Néoméris leva la tête. Elle se rendit compte de la présence des macaques. Surtout des deux qui l'encerclaient, montrant leurs canines prêtes à la dévorer. La peur fit tressaillir ses membres. Elle recula d'un pas. Les singes le prirent comme un signe. L'un d'entre eux hurla. D'un seul mouvement, la moitié sautèrent dans son dos. Les autres hurlèrent. Elle se tourna vers le bateau mais les macaques formèrent un mur. Leurs dents dangereuses luisaient. Un poids s'accabla sur l'épaule de la jeune femme. Lorsqu'elle tourna la tête, elle se retrouva nez à nez avec le petit singe qui hurlait dans ses oreilles au point de briser ses tympans. Elle tomba à la renverse. Le singe sauta de son perchoir. L'étau se resserra autour de la jeune femme alors que les singes continuaient de lui crier dessus. Prise de panique, elle parvint à se redresser et courut.

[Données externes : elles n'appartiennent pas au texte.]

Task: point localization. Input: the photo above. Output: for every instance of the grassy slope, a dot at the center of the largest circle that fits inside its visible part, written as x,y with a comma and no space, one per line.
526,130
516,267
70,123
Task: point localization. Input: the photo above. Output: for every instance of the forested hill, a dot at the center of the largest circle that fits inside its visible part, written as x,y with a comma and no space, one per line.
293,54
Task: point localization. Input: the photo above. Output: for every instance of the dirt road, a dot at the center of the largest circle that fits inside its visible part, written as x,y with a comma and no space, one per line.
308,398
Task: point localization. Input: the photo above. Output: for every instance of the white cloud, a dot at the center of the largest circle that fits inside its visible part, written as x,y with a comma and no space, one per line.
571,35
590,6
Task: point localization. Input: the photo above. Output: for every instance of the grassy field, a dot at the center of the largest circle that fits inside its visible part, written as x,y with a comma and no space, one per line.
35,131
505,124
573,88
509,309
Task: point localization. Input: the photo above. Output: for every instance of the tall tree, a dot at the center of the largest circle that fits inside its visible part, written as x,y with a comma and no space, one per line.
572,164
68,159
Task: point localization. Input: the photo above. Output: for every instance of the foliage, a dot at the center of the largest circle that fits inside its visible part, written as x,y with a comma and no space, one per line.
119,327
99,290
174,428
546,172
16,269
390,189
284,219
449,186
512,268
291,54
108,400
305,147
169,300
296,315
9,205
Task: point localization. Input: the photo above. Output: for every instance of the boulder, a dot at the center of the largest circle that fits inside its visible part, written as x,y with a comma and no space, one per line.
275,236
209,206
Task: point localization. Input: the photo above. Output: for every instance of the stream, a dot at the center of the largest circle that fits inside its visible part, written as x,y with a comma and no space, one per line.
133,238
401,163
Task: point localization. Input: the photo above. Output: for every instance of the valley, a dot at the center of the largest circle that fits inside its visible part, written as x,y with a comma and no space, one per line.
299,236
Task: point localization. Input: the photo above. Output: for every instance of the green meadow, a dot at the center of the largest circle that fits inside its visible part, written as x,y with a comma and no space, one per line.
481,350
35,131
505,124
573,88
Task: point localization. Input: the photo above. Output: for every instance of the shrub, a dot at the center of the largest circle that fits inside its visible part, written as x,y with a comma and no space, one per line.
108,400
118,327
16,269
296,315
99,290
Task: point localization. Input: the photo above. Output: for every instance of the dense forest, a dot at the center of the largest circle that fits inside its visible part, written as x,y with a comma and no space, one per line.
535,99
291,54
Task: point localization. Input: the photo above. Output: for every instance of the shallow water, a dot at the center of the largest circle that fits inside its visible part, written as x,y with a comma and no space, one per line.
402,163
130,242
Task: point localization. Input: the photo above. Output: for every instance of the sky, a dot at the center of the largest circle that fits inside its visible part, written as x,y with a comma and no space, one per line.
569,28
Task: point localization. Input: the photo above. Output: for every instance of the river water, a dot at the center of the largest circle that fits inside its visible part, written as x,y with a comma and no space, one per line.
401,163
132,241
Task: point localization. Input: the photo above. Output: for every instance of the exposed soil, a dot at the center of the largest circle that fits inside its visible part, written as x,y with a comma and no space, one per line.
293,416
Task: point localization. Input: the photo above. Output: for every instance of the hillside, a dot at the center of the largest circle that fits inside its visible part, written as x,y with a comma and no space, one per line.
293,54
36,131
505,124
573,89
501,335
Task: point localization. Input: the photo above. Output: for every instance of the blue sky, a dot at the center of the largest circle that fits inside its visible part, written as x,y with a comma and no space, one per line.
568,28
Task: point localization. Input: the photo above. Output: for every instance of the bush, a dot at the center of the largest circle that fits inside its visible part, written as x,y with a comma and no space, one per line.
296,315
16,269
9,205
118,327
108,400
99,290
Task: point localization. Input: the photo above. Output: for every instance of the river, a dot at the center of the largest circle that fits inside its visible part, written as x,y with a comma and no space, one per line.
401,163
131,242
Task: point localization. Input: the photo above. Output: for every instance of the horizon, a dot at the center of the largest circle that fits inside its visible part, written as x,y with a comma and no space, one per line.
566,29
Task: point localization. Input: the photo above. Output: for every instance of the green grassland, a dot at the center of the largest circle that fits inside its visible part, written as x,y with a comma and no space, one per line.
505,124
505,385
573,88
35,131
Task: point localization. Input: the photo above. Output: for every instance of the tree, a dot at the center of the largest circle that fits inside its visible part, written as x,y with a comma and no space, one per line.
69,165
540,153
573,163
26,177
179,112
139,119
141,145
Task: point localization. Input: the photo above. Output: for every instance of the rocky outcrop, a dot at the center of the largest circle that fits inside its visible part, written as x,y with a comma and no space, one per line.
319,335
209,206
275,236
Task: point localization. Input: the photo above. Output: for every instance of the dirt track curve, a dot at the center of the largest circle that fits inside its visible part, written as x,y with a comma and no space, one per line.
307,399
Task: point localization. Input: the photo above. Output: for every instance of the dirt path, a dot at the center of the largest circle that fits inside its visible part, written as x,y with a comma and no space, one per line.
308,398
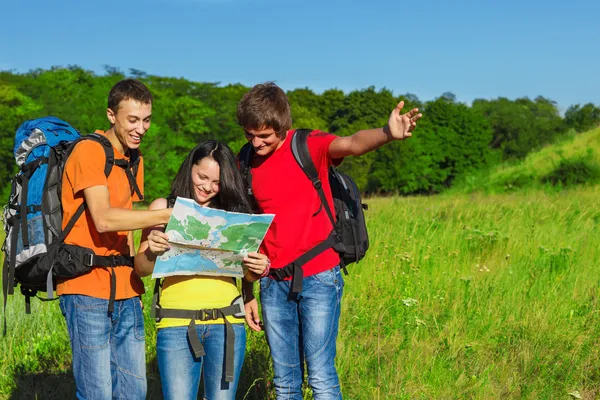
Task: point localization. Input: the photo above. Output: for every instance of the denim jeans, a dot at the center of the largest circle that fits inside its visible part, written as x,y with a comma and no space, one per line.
180,370
304,330
109,359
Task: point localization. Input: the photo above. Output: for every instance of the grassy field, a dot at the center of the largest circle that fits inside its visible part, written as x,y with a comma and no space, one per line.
460,297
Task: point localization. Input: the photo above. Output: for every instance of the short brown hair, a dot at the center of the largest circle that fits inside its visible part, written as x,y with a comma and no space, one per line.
265,106
128,89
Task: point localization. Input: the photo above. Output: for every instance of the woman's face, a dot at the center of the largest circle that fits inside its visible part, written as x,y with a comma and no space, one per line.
205,178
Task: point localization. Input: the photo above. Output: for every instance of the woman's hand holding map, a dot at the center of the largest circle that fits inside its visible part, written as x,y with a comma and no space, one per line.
158,242
256,263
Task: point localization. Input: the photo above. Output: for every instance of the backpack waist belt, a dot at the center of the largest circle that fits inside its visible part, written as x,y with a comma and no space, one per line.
236,309
294,269
93,260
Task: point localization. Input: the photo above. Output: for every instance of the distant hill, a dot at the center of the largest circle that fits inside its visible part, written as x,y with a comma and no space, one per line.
570,162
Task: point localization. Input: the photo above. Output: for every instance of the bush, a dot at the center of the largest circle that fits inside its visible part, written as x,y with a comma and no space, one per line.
574,171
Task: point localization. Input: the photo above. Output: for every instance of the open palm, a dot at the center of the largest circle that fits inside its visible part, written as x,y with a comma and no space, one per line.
401,125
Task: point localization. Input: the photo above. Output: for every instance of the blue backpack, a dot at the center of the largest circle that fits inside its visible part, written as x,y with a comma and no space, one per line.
35,255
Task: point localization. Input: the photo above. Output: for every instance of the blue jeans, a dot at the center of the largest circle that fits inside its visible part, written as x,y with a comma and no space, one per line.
180,370
109,359
304,330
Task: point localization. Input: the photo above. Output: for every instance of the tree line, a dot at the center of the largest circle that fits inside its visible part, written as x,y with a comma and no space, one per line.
452,139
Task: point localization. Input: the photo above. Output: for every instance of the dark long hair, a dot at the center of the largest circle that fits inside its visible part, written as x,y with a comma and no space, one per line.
232,194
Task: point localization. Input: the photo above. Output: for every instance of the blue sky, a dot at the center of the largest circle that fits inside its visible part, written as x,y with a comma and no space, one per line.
475,49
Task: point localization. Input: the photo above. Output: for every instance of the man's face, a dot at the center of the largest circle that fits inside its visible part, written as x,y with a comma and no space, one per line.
265,141
130,122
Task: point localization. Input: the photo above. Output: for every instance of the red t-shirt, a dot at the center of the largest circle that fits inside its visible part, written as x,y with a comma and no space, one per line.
282,188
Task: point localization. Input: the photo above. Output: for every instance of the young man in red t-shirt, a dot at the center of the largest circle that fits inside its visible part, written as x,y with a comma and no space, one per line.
303,327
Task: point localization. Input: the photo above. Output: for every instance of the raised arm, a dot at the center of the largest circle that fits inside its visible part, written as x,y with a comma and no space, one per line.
399,126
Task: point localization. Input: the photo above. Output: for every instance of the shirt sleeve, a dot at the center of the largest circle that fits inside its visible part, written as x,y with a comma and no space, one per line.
318,144
85,166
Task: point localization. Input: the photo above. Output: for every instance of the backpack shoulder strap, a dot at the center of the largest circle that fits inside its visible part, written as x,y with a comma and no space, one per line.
127,166
108,150
302,156
245,160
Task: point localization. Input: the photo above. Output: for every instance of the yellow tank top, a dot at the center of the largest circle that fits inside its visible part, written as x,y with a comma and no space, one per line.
197,293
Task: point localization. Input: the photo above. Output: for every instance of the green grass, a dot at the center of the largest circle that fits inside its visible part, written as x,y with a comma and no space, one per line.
464,296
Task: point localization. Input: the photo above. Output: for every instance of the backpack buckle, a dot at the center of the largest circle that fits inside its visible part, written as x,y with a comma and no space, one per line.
88,260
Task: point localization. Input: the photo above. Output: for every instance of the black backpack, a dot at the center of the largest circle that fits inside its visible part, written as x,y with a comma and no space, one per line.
35,255
349,235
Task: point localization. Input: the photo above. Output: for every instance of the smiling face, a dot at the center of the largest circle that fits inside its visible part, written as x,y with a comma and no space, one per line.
265,141
205,178
130,123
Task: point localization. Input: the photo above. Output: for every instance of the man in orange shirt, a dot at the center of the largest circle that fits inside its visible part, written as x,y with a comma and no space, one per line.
103,308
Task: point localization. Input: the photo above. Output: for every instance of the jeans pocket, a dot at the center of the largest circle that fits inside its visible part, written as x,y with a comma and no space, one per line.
138,322
92,320
265,283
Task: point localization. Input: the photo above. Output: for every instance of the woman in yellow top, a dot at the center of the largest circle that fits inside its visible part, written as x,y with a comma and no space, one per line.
209,175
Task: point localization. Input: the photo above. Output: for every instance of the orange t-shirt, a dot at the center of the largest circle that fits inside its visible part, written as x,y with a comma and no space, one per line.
85,168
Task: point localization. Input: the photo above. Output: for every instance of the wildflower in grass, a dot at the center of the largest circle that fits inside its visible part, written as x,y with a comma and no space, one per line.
409,302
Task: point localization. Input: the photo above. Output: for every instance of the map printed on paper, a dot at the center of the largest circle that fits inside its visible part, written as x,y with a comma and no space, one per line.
206,241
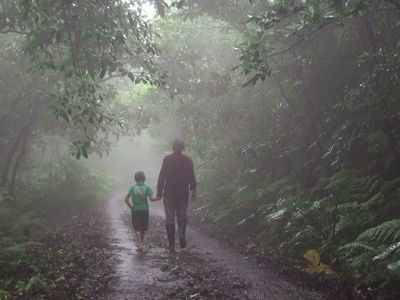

Elle ne réalisa pas qu'elle ne choisissait pas son chemin. Les singes s'attroupaient de part et d'autres pour la guider. Usant de la peur qu'ils dégageaient pour la contraindre à prendre une certaine route. Et puis, ses pieds dérapèrent. Elle s'étala de son long sur la terre qui macula sa robe de tâches brunes. Ses genoux et ses mains râpèrent le sol. Mais, ce que vit Néoméris s'était qu'elle était sortie de la forêt et qu'elle faisait face à l'entrée de l'imposant château qui se noyait dans la végétation. Une femme se tenait sur les marches devant l'entrée.